Is this necessary to recoup the multi-million dollar investment to make a game these days? It is a weird industry.
Cheers,
Fozzy
"The past was erased, the erasure was forgotten, the lie became truth." ~1984 George Orwell
There's games (not used) over MSRP at Gamestop. Some of the $29.99 DS games are there at $34.95
For PS2/Wii games, I go to my local game shop because that is the only way to get them. For PC games, I get it from whatever online retailer has the lowest price/shipping combo or Direct2Drive if its an option. My heart bleeds for you, video game stores, but the high schooler behind the counter trying to upsell me into a strategy guide provides no value to me, and since I only go to the store when I have a specific game in mind I don't need his advice (and if I did need advice, I could get better informed advice online -- sorry, kid).

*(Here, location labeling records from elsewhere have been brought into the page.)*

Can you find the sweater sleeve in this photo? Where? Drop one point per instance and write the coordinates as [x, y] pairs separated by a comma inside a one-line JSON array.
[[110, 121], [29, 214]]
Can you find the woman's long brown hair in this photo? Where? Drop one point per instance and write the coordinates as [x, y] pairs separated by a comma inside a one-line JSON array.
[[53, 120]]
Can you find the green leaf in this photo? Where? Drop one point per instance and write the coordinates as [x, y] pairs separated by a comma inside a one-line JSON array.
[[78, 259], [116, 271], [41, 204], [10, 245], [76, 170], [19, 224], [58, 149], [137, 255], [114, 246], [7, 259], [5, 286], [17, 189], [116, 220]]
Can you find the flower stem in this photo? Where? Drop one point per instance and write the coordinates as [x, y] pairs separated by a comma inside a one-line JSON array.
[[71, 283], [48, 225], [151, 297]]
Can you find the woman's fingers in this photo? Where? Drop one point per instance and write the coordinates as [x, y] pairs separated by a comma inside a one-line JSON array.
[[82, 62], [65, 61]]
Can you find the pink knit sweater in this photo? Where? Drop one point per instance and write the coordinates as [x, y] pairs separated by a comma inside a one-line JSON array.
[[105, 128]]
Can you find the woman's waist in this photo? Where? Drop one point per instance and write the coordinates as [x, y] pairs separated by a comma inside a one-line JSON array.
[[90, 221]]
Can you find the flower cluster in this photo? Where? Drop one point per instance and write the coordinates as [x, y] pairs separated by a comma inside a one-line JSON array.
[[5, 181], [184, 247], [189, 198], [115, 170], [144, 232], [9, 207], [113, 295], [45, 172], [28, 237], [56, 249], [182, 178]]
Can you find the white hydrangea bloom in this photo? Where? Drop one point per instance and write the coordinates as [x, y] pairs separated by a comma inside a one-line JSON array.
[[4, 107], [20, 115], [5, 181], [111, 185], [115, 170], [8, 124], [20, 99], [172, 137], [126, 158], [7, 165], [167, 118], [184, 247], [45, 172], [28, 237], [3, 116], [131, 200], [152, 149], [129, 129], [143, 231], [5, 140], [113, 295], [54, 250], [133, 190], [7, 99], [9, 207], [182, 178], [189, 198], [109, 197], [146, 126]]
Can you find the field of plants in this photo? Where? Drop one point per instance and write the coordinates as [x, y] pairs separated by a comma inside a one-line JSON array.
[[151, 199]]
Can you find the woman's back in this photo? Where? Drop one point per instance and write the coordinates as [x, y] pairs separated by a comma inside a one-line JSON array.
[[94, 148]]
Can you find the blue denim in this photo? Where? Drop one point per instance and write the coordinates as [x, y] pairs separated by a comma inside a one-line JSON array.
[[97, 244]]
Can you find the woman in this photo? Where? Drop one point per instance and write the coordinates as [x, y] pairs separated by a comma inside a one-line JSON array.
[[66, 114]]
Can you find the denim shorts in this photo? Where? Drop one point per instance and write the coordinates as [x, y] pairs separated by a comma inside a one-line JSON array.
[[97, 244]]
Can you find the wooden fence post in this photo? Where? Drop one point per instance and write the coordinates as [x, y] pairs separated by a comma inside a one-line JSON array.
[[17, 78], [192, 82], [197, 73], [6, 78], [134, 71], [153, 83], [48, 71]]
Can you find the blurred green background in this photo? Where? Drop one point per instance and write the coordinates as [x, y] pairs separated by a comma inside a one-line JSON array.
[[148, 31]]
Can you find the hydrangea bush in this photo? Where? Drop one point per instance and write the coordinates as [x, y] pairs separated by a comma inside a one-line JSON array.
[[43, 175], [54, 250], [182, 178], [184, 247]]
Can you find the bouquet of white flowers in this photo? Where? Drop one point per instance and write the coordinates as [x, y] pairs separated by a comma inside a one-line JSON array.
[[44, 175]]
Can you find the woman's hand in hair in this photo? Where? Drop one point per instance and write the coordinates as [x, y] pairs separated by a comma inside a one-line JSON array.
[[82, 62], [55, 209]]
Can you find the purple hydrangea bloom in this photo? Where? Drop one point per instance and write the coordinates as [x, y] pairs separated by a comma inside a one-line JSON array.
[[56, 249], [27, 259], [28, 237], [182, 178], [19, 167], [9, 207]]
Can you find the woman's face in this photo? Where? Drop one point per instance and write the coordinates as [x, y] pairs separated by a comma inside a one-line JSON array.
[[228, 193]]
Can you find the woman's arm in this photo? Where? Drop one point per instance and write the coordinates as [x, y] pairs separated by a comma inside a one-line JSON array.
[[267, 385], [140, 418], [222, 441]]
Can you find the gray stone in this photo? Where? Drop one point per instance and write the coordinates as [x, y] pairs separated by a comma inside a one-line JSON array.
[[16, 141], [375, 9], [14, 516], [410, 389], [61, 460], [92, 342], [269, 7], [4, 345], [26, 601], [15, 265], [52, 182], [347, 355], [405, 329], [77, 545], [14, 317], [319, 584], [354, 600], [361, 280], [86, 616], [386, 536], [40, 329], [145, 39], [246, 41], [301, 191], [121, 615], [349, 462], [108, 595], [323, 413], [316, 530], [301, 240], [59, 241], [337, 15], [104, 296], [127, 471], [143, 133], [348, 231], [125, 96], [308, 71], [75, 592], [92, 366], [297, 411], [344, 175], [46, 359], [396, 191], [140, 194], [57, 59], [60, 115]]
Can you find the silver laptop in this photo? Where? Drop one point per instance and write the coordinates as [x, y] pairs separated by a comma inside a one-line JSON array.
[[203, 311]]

The money from a video game sale has to get split three ways: developer, publisher, point-of-sale. Everybody thinks the other two get too much money. Publishers need developers, they can't make games without them. Developers sometimes need publishers, because AAA games cost $$$ to make and you don't want to have to self-insure against not getting a hit. Who needs retailers? Um, nobody, if there is an alternative distribution model which can move the same number of units. For products targetting the core demographic (which is perfectly capable of downloading games already... TOO capable, to hear many tell the tale), distribution via download works now and will only get better as bandwidth increases. In the next couple of years, we'll hear of a name game being distributed as an Internet exclusive. After one publisher proves that they can make mad, mad bank doing that (not on the scale of GalCiv2, on the scale of WoW), and keep it all, you'll see a stampede of PC games out of the current retail channel.
Help poke pirates in the eyepatch, arr.